Certain aspects of mental health care at a state hospital - like evaluating patients for discharge, establishing follow-up care and providing recreational therapies - might seem like a no-brainer. But in 1956, those were all part of an era of innovations at State Hospital North aimed at improving patient care.
Myrick Pullen was the superintendent for State Hospital North from 1956-67 and did all of those things along with a few others to try to make the mental health hospital the best it could be. There were 435 patients at the hospital when he arrived. That number had dropped to around 237 by the time he left, in part because of the nationwide push toward deinstitutionalization, but also because of his policy changes.
"Most of the patients were pretty much chronic patients who needed care and attention," Pullen said.
Administrative Director Todd Hurt has been with State Hospital North for eight months and is working toward the same goal of improving patients' lives and care at what is now a 55-bed facility.
"We don't want to come and have these big, broad-sweeping changes that rock the world but we're really enhancing what I think is happening here," Hurt said.
Dr. Thadeus Koontz, medical director for the hospital, was hired around the same time as Hurt and described several ways they are working to move the hospital forward.
Koontz is developing an intensive inpatient trauma-focused therapy, which is a protocol developed by Veterans Affairs to help patients with post-traumatic stress disorder. He said when he worked in the outpatient world, his patients often felt they didn't get particularly active therapy at mental hospitals, which is a gap he wants to remedy.
"So this is an important part of my vision for what I would like to develop and implement here," Koontz said.
TREATMENT
In 1955, the first anti-psychotic drug Thorazine was the cutting edge of treatment.
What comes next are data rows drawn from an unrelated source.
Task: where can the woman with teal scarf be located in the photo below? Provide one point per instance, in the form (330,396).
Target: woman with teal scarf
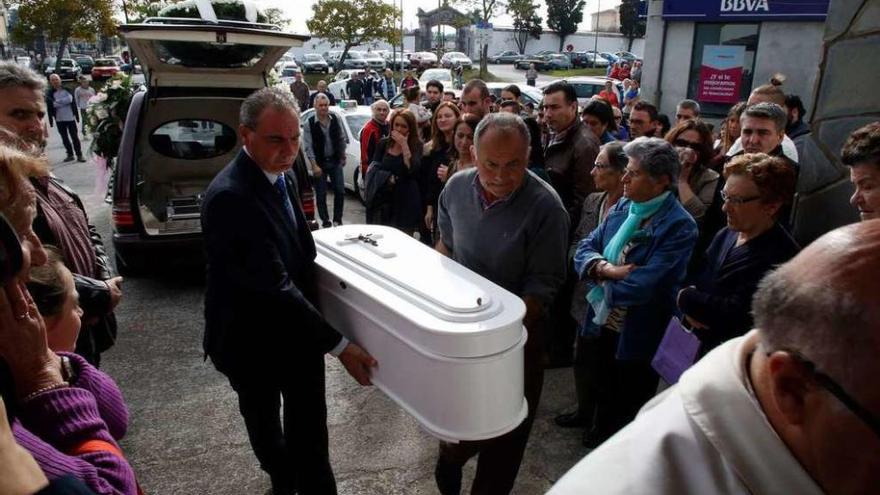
(634,263)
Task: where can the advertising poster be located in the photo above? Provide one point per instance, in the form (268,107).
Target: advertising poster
(721,74)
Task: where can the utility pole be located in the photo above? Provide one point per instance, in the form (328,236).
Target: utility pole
(596,32)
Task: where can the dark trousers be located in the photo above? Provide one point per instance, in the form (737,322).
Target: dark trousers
(499,458)
(622,386)
(296,456)
(69,137)
(334,176)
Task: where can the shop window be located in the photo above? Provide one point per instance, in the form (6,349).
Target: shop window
(723,34)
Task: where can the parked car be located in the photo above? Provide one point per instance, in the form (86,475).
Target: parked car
(442,75)
(353,118)
(180,131)
(312,62)
(505,57)
(628,56)
(85,63)
(67,70)
(104,68)
(397,61)
(528,94)
(374,60)
(337,87)
(423,60)
(23,61)
(587,86)
(451,59)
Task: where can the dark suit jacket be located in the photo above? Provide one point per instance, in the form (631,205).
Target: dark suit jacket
(258,302)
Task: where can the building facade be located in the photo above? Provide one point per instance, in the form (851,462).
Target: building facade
(692,44)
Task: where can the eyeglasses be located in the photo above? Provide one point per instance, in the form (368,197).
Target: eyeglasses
(870,419)
(683,143)
(737,201)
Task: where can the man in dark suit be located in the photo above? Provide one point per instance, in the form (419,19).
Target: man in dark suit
(262,329)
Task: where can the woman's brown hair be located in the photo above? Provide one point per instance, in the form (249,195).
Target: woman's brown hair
(413,139)
(704,149)
(438,138)
(774,177)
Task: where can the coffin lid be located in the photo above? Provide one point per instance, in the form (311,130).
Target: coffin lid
(460,299)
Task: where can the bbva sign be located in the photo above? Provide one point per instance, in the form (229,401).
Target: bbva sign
(744,6)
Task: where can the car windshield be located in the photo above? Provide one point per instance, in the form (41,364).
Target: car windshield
(190,139)
(438,74)
(356,123)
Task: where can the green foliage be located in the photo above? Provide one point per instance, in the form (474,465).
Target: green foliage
(630,25)
(61,20)
(563,16)
(354,22)
(105,115)
(526,22)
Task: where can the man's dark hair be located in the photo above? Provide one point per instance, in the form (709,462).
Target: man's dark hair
(512,104)
(862,146)
(567,90)
(601,109)
(476,84)
(794,101)
(643,106)
(433,83)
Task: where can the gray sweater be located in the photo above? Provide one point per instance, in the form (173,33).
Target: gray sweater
(519,243)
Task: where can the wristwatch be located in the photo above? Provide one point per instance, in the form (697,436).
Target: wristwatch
(67,371)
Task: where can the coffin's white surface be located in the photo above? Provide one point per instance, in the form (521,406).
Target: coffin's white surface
(449,342)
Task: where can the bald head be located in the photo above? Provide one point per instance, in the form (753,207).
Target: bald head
(823,302)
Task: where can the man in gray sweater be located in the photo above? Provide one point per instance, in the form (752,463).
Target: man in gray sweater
(509,226)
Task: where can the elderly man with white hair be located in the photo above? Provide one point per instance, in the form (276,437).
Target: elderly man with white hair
(791,407)
(509,226)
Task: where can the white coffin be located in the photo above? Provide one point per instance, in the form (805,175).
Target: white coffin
(449,342)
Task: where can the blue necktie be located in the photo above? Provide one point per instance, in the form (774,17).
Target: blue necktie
(281,187)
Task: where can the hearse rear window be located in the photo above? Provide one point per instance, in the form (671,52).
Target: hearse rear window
(208,55)
(191,139)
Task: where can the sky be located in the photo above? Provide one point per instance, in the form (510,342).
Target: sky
(300,10)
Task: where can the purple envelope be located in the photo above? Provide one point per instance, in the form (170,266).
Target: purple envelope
(677,351)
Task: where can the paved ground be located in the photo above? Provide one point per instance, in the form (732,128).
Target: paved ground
(186,436)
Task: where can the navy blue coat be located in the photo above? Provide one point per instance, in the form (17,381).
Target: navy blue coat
(661,252)
(260,284)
It was the first drug of its kind and Pullen said that medication - used to manage disorders such as schizophrenia - was the backbone of treatment during his time there.
He said they used electric shock treatment for patients with depression, but only rarely.
"If you had a patient who is in a deep, dark depression, that was an indication for an electric shock treatment," Pullen said. "It just lifts them right out of that depression."
He said in places like California, hospitals were abusing it - using it too often and improperly.
"It was terrible," he said, adding such abuses led to misunderstandings that still surround the therapy today.
The American Psychiatric Association, the American Medical Association and the National Institute of Mental Health all recognize the treatment - now called electroconvulsive therapy - as being an effective way to treat severe mental illnesses, although the association notes it should typically be used when other methods of treatment don't work.
Koontz said the hospital doesn't use electroconvulsive therapy and primarily focuses on medications to help patients manage their mental health.
There is one aspect of treatment he said that is under-appreciated at the hospital, though.
"For a lot of people just being in a safe place with meals and other people to interact with is very therapeutic," Koontz said. ''When you talk to other people about your problems you think, 'Oh, I'm not the only one with this,' or 'I'm not so bad.' "
PATIENT LIFE
One of the primary focuses of Hurt and Koontz is to develop a more holistic picture of patient health.
"Continuing to marry the mental health and the physical health," Hurt said.
The hospital has a wide variety of activities available for the patients, including a morning routine called "Rise-N-Shine," which Koontz described as an important part of the day for many people.
"They'll interact with staff, do their hair, do their makeup, get their nails done and feel like real people, not just patients," he said. "They get up and think about looking good and being clean and proud of who they are."
Available activities include supervised walks, yoga classes, music therapy and a gym for workouts.
Hurt said they recently upgraded their exercise equipment and as many as 25 patients will come out in the evenings to exercise, oftentimes with staff right alongside them.
"You cannot minimize the normalcy and the health benefits and the emotional benefits of just exercising," Hurt said. "Just to see that we are able to get that many folks out and motivated and interested in their own health is just amazing."
DISCHARGE AND FOLLOW-UP
State mental hospitals were once utilized as long-term care facilities rather than a short-term treatment option.
"Back in those days they just got the patients in and that was it," Pullen said.
Aiming to change that, Pullen hired a second psychiatrist and the two of them evaluated every patient in the hospital and decided whether they should be discharged.
He also instituted follow-up care.
"(At that time) there was no follow-up - if you discharged a patient, that was it," Pullen said.
He brought in public health nurses from around the region to meet with the patients from their communities.
"So when the patient was discharged, the public health nurse knew the patient, had seen the patient in the hospital and knew what the program for the patient was," Pullen said.
In 1963, 80 percent of patients were discharged "within a year," according to the patient handbook from the time. Today, the median length of stay at the facility is 44 days.
"I think there's a perception from the community that we are more of a long-term where we can keep them and treat them for a much longer term," Hurt said. "That isn't necessarily the goal at all. The goal really is to treat and transition back."